[Intel-gfx] [PATCH v1] drm/i915: Fix a false alert of memory leak when free LRC

Tue Nov 24 02:46:21 PST 2015

On 23/11/15 22:30, Yu Dai wrote:
> On 11/23/2015 02:34 AM, Tvrtko Ursulin wrote:
>> On 20/11/15 08:31, Daniel Vetter wrote:
>> > On Thu, Nov 19, 2015 at 04:10:26PM -0800, yu.dai at intel.com wrote:
>> >> From: Alex Dai <yu.dai at intel.com>
>> >>
>> >> There is a memory leak warning message from i915_gem_context_clean
>> >> when GuC submission is enabled. The reason is that when LRC is
>> >> released, its ppgtt could be still referenced. The assumption that
>> >> all VMAs are unbound during release of LRC is not true.
>> >>
>> >> v1: Move the code inside i915_gem_context_clean() to where ppgtt is
>> >> released because it is not cleaning context anyway but ppgtt.
>> >>
>> >> Signed-off-by: Alex Dai <yu.dai at intel.com>
>> >
>> > retire__read drops the ctx (and hence ppgtt) reference too early,
>> > resulting in us hitting the WARNING. See the giant thread with Tvrtko,
>> > Chris and me:
>> >
>> > http://www.spinics.net/lists/intel-gfx/msg78918.html
>> >
>> > Would be great if someone could test the diff I posted in there.
>>
>> It doesn't work - I have posted my IGT snippet which I thought
>> explained it.
>
> I thought moving the VMA list clean up into i915_ppgtt_release() should
> work. However, it creates a chicken & egg problem. ppgtt_release() rely
> on vma_unbound() to be called first to decrease its refcount. So calling
> vma_unbound() inside ppgtt_release() is not right.
>> Problem req unreference in obj->active case. When it hits that path it
>> will not move the VMA to inactive and the
>> intel_execlists_retire_requests will be the last unreference from the
>> retire worker which will trigger the WARN.
>
> I still think the problem comes from the assumption that when lrc is
> released, its all VMAs should be unbound. Precisely I mean the comments
> made for i915_gem_context_clean() - "This context is going away and we
> need to remove all VMAs still around." Really the lrc life cycle is
> different from ppgtt / VMAs. Check the line after
> i915_gem_context_clean(). It is ppgtt_put(). In the case lrc is freed
> early, It won't release ppgtt anyway because it is still referenced by
> VMAs. An it will be freed when no ref of GEM obj.
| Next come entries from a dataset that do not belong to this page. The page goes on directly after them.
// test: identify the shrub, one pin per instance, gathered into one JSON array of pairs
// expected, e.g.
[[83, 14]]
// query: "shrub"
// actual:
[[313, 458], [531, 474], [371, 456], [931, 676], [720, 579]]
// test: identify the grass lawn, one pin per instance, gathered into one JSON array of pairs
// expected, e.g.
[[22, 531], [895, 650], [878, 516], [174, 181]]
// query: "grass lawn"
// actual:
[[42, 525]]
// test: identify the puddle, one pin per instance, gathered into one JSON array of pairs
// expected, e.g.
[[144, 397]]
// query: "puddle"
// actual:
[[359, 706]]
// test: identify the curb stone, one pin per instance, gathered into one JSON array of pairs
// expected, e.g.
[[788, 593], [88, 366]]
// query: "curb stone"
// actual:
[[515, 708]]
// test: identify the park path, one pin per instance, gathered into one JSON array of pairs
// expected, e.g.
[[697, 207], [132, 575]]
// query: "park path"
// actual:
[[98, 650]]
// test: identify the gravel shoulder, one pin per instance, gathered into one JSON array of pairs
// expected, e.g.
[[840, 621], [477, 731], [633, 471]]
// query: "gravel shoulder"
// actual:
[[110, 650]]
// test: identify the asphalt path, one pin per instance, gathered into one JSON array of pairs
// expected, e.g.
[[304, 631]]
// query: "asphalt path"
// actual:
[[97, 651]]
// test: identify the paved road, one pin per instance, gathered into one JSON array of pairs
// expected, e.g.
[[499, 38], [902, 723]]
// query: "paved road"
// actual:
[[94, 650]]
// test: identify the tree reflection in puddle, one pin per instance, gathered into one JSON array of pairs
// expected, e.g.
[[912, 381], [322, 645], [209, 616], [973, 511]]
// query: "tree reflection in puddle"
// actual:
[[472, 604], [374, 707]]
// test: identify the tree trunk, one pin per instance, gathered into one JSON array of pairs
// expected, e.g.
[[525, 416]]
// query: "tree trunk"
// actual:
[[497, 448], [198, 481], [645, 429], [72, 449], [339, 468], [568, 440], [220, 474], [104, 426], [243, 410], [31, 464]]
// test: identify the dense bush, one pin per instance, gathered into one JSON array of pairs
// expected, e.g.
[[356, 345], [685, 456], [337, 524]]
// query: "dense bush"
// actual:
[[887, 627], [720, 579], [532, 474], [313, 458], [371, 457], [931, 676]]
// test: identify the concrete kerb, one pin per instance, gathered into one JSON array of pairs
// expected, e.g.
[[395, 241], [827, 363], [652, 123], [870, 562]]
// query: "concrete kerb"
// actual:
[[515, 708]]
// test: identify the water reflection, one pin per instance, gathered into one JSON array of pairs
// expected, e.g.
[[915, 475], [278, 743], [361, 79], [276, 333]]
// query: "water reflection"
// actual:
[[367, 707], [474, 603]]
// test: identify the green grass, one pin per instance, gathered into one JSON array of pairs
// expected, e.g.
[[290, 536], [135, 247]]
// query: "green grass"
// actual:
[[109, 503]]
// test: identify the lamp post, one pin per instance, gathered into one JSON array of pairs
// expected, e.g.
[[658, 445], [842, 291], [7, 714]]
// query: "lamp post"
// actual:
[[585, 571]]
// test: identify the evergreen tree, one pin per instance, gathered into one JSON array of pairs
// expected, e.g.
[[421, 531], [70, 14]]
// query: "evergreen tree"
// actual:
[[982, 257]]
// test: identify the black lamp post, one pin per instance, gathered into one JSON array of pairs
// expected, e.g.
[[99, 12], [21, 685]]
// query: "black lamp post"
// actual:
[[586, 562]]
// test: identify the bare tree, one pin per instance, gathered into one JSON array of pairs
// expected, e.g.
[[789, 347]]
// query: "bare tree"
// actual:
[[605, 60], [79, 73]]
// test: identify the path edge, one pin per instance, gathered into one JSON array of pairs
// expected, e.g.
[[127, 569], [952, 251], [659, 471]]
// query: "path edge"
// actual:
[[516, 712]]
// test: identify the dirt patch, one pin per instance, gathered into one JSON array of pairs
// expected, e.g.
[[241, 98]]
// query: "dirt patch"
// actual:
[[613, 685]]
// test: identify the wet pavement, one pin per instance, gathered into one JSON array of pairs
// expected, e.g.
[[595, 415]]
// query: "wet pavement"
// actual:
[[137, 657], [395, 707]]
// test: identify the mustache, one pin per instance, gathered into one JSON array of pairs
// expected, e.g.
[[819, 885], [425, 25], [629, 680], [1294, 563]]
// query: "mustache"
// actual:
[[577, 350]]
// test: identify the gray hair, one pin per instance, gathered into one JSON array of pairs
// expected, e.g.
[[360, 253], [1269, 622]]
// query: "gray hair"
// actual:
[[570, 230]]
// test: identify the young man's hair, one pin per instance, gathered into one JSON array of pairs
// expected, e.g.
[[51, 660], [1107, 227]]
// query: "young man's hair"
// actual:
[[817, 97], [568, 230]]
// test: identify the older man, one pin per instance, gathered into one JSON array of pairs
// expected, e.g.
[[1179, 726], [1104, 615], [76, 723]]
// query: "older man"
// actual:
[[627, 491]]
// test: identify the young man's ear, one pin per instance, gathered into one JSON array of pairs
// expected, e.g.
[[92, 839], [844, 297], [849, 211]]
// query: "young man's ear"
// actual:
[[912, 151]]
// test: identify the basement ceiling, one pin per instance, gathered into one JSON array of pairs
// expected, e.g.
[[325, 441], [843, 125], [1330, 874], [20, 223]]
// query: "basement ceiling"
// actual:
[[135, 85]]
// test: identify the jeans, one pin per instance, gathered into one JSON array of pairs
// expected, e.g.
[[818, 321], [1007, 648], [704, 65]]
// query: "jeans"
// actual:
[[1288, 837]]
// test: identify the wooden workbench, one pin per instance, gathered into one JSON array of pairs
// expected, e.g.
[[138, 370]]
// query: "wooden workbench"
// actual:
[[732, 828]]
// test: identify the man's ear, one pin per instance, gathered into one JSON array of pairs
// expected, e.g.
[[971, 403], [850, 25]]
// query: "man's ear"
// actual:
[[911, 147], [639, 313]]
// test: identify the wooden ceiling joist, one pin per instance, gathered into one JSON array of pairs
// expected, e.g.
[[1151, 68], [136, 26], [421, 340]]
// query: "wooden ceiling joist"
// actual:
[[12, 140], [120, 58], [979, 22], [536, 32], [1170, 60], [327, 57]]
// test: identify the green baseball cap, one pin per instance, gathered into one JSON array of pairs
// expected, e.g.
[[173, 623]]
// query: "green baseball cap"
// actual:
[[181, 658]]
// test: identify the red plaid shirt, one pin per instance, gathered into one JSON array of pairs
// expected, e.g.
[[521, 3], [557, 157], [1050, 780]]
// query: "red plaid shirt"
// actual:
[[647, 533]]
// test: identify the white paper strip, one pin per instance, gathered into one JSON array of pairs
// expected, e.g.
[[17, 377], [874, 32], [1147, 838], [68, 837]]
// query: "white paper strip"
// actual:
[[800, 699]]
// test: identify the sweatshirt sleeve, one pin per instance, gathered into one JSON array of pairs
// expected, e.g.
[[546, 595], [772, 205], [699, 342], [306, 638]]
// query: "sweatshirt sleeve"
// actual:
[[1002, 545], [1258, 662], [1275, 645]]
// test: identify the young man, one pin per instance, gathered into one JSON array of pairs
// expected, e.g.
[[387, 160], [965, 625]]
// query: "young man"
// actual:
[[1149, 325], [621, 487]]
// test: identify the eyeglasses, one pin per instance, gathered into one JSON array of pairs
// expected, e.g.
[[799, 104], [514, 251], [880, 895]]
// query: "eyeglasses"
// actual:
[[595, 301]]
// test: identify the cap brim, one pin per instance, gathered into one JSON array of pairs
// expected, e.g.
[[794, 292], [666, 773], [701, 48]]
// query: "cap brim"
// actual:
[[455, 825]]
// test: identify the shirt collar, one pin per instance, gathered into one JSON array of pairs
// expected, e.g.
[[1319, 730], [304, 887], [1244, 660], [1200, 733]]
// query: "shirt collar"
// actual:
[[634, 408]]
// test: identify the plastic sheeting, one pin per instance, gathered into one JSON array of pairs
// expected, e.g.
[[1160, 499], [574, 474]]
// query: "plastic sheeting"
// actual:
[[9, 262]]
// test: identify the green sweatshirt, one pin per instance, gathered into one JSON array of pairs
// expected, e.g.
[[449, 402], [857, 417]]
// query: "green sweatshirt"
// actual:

Yes, but the last is just a consequence of how the code was laid out, 
not a hard requirement as far as I understand it.

When context destructor runs that means two things:

1. GPU is done with all VMAs belonging to the VM.
2. USerspace also cannot reach them any more either.

So VMAs have no reason to exist beyond that point. If they do, they can 
be left dangling under certain circumstances. See below.

>> I posted an IGT which hits that ->
>> http://patchwork.freedesktop.org/patch/65369/
>>
>> And posted one give up on the active VMA mem leak patch ->
>> http://patchwork.freedesktop.org/patch/65529/
>
> This patch will silent the warning. But I think the
> i915_gem_context_clean() itself is unnecessary. I don't see any issue by
> deleting it. The check of VMA list is inside ppgtt_release() and the
> unbound should be aligned to GEM obj's life cycle but not lrc life cycle.

i915_gem_context_clean solves a memory leak which is explained in the 
commit.

If there is an extra reference on the GEM obj, like in the flink case, 
VMAs will not get unbound.

Apart from various IGTs, you can also demonstrate this leak with fbcon 
and Xorg. Every time you re-start Xorg one VMA will be leaked since it 
imports the fbcon fb via flink.

Second part of the story is that the WARN in i915_gem_context_clean is 
wrong because of how retirement works. So if we removed the WARN, 
cleanup still has some value to avoid memory leak in the above described 
Xorg case, or in any case where flink is in the picture and VMAs have 
been retired to inactive.

Bug left standing would be that if the VMA happens to be flinked and on 
the active list, because of say being shared between rings and contexts, 
it would still be leaked. But it is less leaking than without the cleanup.

I proposed another way of fixing that: 
http://patchwork.freedesktop.org/patch/65861/

>> I have no idea yet of GuC implications, I just spotted this parallel
>> thread.
>>
>> And Mika has proposed something interesting - that we could just clean
>> up the active VMA in context cleanup since we know it is a false one.
>>
>> However, again I don't know how that interacts with the GuC. Surely it
>> cannot be freeing the context with stuff genuinely still active in the
>> GuC?
>>
>
> There is no interacts with GuC though. Just very easy to see the warning
> when GuC is enabled, says when run gem_close_race. The reason is that
> GuC does not use the execlist_queue (execlist_retired_req_list) which is
> deferred to retire worker. Same as ring submission mode, when GuC is
> enabled, whenever driver submits a new batch, it will try to release
> previous request. I don't know why  intel_execlists_retire_requests is
> not called for this case. Probably because of the unpin. Deferring the
> retirement may just hide the issue. I bet you will see the warning more
> often if you change i915_gem_retire_requests_ring() to
> i915_gem_retire_requests() in i915_gem_execbuffer_reserve().

Hmmm.. gem_close_race uses flink, but why would it trigger context 
destruction with active VMAs? How does the backtrace looks like from the 
context cleanup WARN?

Regards,

Tvrtko